Крепко дьявол вяжет узлы. Намертво. Теплом, добротой и даже силой не развяжешь. Недаром говорят – мертвый узел. Вот и этот, сатанинский, завязанный Васькой, соседям по этажу было не развязать. Вмешались власть предержащие. Всех участников из общежития вышибли. Всех официанток из столовой уволили. Ваську, к тому же, наладили из комсомола и едва не выбросили с работы. Ну да дело не в этом. Не больно-то он боялся мирских наказаний, плевать ему было на них. Испугался же он совсем другого. Крепко испугался за себя. Звериным нюхом почуял он, что это приключение для него даром не пройдет. Дьявол-то его попутал, но отвечать за него не собирался. Это был уже не проступок против людей, который, не в первый раз, сходил ему с рук. Это был страшный грех против Смысла Высшего. Умом Казанова не понимал этого, но ощутил дрожь какую-то, пробежавшую по телу, шкурой волчьей вдруг что-то почуял, зашевелились волоски на ней от страха, как от мороза да электричества, и заметался от ужаса. Да такого, что в одночасье памроки отшибло и покрыло всего холодным обморочным потом. Вдруг ясно ему высветилось, что Поставлен на Учет не в райкоме, да завкоме, а где-то Высоко, на Самом, что ни на есть Самом, Верху…

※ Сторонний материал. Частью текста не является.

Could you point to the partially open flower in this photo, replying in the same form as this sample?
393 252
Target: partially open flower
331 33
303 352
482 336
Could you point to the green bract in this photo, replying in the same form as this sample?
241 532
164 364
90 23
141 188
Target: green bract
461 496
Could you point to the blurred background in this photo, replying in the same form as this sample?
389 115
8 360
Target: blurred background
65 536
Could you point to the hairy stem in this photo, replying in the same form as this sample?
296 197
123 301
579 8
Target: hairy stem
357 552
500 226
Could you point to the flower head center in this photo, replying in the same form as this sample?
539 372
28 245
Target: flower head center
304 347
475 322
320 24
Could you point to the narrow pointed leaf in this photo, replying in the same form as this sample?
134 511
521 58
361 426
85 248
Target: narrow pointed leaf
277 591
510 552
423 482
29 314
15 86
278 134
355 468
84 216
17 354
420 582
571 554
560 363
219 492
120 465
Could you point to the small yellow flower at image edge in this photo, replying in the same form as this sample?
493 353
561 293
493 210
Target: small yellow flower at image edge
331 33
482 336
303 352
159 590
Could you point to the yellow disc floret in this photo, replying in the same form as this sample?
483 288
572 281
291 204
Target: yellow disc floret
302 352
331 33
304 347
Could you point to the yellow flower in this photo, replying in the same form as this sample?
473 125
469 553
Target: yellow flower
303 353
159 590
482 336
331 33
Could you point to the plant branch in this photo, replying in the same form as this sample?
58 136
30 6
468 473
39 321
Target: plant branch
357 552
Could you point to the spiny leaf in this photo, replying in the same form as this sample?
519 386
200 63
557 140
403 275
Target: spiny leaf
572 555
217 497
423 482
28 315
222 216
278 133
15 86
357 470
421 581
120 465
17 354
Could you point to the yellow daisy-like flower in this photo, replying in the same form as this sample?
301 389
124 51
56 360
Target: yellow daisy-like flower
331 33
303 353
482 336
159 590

И тогда замельтешил он. И тогда оказалось, что есть у него жена в Донбассе. И тогда несколькими паническими телеграммами истребовал он её в Сталегорск, получил маленькую комнатку в коммунальной квартире (в те послевоенные времена каждому молодому специалисту это полагалось) и зажил, как достойный строитель светлого социалистического общества. Тоня была миловидной женщиной с усталым, блеклым и рано состарившимся лицом и, как ни странно, привязанной к своему мужу. Всё бы хорошо, но природы своей не изменишь. Не понял Казанова, что предоставлена была ему Сверху отсрочка, а вдруг остановится, остепенится, а вдруг, сохранилось в нем что-то человеческое, а вдруг «дитё» родит… Ан нет! Семейной нравственности Казанове хватило на месяц-другой. Бил он жену люто, размашисто, вглухую. Редкий день Тоня ходила без синяков на лице и руках, но это были мелочи, к которым привыкла и она, и окружающие. Оказалось, что он регулярно сотворял ей аборты. Делал он это, хватая её за плечи и яростно ударяя коленом в низ живота…

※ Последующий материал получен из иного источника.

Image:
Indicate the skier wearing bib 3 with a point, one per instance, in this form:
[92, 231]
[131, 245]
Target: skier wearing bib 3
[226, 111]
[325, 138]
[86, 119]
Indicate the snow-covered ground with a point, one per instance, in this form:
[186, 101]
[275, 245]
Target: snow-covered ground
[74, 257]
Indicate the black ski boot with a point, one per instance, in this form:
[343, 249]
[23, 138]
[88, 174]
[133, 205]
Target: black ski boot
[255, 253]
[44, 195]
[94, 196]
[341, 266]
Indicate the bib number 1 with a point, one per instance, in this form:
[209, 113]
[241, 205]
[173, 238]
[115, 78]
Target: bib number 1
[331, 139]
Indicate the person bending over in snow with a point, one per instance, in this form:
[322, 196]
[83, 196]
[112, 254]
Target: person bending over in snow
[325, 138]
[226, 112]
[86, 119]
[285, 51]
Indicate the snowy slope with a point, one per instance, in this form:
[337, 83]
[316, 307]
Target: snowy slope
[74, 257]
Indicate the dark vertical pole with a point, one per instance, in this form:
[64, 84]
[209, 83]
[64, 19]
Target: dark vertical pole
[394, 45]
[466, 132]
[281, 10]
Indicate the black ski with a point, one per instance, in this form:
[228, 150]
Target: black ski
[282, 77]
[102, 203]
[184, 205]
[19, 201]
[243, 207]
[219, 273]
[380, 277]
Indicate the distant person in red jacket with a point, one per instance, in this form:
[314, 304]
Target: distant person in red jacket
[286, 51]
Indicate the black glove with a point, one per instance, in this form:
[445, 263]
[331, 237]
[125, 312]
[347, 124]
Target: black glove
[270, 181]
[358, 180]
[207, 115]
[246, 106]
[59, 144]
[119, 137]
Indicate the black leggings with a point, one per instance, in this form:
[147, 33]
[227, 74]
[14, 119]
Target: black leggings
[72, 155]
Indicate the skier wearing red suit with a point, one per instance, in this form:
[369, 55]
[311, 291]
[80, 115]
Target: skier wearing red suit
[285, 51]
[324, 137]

Дальше – больше. Вскоре он завел себе пассию. Она была в его вкусе – огромная, мощная, не особенно ладная, но литая женщина без признаков жира, эдакая тетя – лошадь. Похоже, физически очень крепкая и способная быть не только достойной любовницей, но, при случае, и постоять за себя, и противостоять Ваське. Муж её был раза в полтора меньше её. Вот у этой-то пары и околачивался Казанова днями и ночами. Говаривали, и спали втроем в одной постели. А уж гуляли и точно втроем.

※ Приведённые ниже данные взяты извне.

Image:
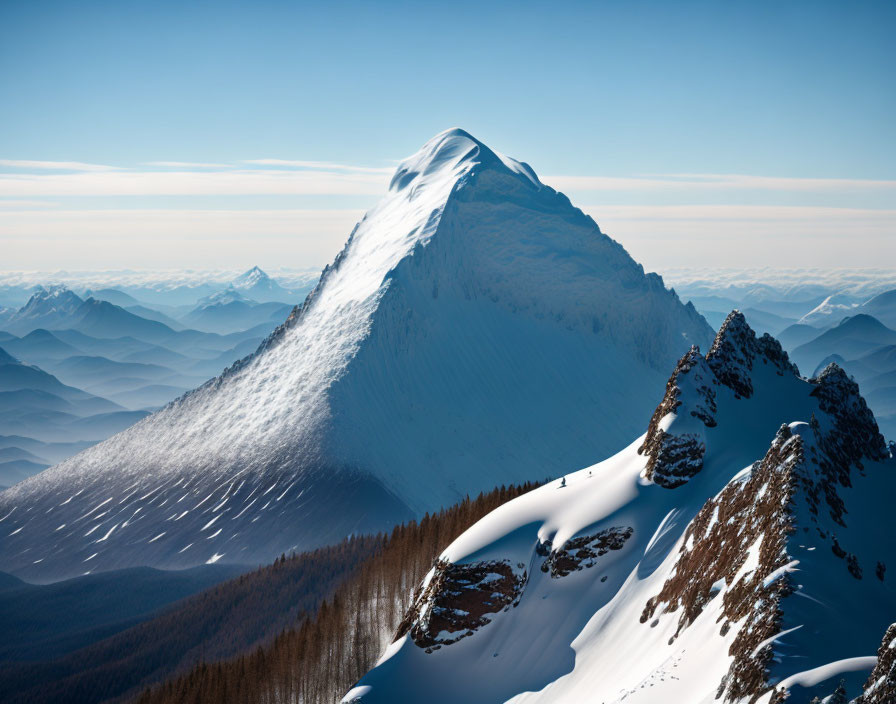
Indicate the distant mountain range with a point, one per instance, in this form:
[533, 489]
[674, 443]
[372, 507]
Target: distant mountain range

Но бес продолжал мутить воду. Надо думать, неспроста. В Высоком Реестре, видимо, уже была проставлена жирная черная галочка против имени-фамилии, да поганой душонки Васьки-Казановы. Вот и готовил бес предпоследний акт Высокого Сценария, подхлёстывал хвостом, что тяжелым плетенным из цепей зла вперемежку с жилами ненависти бичом, и с каждым щелчком его погонял Ваську, да подгонял его к выходу, видному только одному ему, бесу. И преинтереснейших два актера были выбраны нашему герою в компанию. Первым был заместитель директора завода. Под два метра, ладный, стройный. А лицо-то какое приметное, мощное, волевое, с тяжелыми вертикальными морщинами. Представь себе читатель Кальтенбруннера из «Семнадцати мгновений весны». Вот это он и есть. А вторым – была жена его, Туся. Женщина тоже в городе небезызвестная. В недалеком предвоенном прошлом, профессионалка высокого постельного полета – обслуживала партийное и кагебистское руководство города и завода тех лет и всех заметных технических специалистов. Их-то постреляли, а её не тронули – нужна была всем, и новому поколению – тоже. Секс-то вечен, пережил даже тридцать седьмой. Перед самой отечественной замуж пристроилась за Кальтенбруннера, тогда замначальника цеха, но нравов своих никогда не меняла, да и не могла бы, даже пожелай она этого, ибо вся была монолитом из греха. В войну уплотняли всех. Подселили и к Кальтенбруннеру в одну из их комнат команду из 10 борцов, гастролировавших с передвижным цирком. На полу, на матрацах спали. Помните, как объявлял их шталмейстер?: «Чемпион Латинской Америки и Патагонии Хулио Родри-и-и-игес!», «Многократный чемпион Европы и Антарктиды Моравио Умберто Сми-и-ит!», «Заслуженный мастер спорта, чемпион Украины, Белоруссии, Молдавии, Новой Земли и Северного Полюса Иван Беля-я-явский!»… Так вот, обиходила Туся всех и в личном, и в командном зачете, да так, что победителями были совсем даже и не борцы-тяжеловесы. Да, все они, как один, оказывались на лопатках (своих или её), при этом «всенепременно» каждый из них получил свой мат, своё Ватерлоо, свой захват, двойной Нельсон и бросок через бедро! Уж очень незаурядным было это бедро!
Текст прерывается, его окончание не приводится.